America’s deadliest hotel fire

December 2021 marked the 75th anniversary of the deadliest hotel fire in U.S. history – the Winecoff Hotel in Atlanta. The hotel was full that night, with 280 guests and the fire killed 119 people.

In the same year 61 people lost their lives in the  La Salle Hotel  fire in Chicago and 19 fatalities were recorded in the  Canfield Hotel fire in  Dubuque, Iowa. As a result of these and other fatal hotel fires, changes were made to North American building codes affecting hotels and other public buildings including the requirement for multiple protected means of egress and self-closing fire-resistant doors for hotel guest rooms and eventually automatic sprinkler systems. Since the hotel fire was fed by combustible soft furnishing and wall coverings, new research began on determining the flammability of certain materials and the building codes were revised to include combustibility of interior materials.

The Winecoff Hotel opened in 1913 and was one of the tallest buildings in Atlanta with guest rooms from the
third through to the fifteenth floors, with fifteen rooms to each floor. The single stairway was not enclosed with fire-resistant doors and the bedroom doors had movable  transom  panels above each door for ventilation between the rooms and the corridors The hotel had a central fire alarm system and a  stand pipe  with hose racks at each floor but no automatic sprinklers system.

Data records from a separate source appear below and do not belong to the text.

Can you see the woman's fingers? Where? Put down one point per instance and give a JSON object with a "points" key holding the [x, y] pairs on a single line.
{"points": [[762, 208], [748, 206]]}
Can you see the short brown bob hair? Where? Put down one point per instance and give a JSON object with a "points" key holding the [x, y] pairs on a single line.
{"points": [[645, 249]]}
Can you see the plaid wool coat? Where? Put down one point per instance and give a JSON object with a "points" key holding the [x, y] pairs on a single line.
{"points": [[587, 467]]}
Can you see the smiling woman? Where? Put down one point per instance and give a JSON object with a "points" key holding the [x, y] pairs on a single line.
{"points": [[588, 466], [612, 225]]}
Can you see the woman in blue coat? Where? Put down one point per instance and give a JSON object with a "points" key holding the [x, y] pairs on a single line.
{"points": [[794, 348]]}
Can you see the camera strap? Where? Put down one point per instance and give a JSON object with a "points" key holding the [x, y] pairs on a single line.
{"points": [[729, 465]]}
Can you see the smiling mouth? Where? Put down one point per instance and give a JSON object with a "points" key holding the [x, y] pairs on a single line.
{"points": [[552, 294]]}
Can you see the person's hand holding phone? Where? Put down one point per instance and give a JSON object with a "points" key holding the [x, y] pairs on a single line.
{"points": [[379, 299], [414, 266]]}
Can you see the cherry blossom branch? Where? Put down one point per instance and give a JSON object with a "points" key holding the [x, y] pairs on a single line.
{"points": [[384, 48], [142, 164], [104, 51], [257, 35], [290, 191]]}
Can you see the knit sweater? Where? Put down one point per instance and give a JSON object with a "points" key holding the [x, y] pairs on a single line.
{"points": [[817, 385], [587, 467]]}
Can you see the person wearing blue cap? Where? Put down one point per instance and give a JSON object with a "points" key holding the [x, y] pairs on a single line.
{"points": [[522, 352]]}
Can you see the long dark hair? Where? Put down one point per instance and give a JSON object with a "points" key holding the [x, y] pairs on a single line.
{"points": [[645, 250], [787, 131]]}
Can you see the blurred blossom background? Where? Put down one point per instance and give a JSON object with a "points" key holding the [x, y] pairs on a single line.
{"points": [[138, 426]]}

The source of the fire was a mattress on the third floor close to the stairway…. Possibly a carelessly discarded cigarette either dropped on the mattress or close by ignited the blaze which was noticed by a hotel staff member responding to a guest on the fifth floor and became trapped.  The building fire alarm was not sounded, although by that time no escape was possible from the upper floors in any case. 

The Winecoff was within two blocks of two  Atlanta Fire Rescue Department and firefighters arrived on scene within thirty seconds of the call. By which time people were already jumping from windows. Although the ladders only partially reached up the building, many survivors were rescued by them.

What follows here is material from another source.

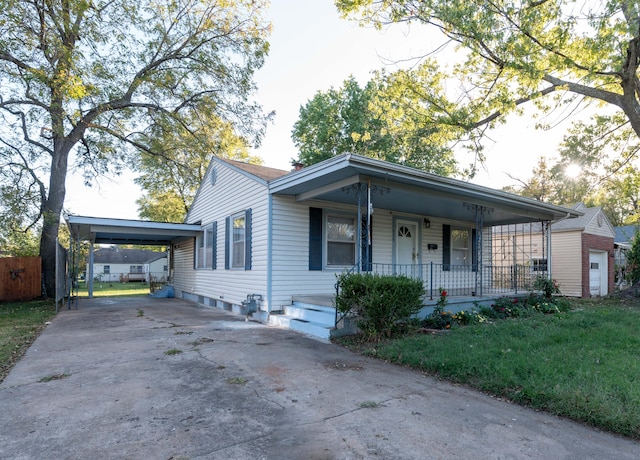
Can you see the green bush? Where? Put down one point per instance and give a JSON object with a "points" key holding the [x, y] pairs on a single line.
{"points": [[384, 305]]}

The fire spread through to the fourteenth and fifteenth floors. Guests opening windows seeking fresh air and rescue, introduced draughts of fresh air which fed the fire. The subsequent fire investigation revealed that an open transom was closely associated with the ignition of a given guest room and its contents.

The Atlanta Fire Department mustered 385 firefighters, 22 engine companies and 11 ladder trucks, four of which were aerial ladder units – none of which reached even half way up the building. Firefighters climbed adjoining buildings to fight the fire and rescue guests, including the 12-storey Mortgage Guarantee building across the 3 metre wide alley.

Although many of the dead suffocated in the fire, 32 victims escaped their rooms only to fall to their death… In some cases injuring firefighters as they fell. The occupants of the shuttered rooms were killed on every floor above the fifth floor.

In an ironic footnote, the disaster also took the life of the building’s creator and his wife who lived on the tenth floor.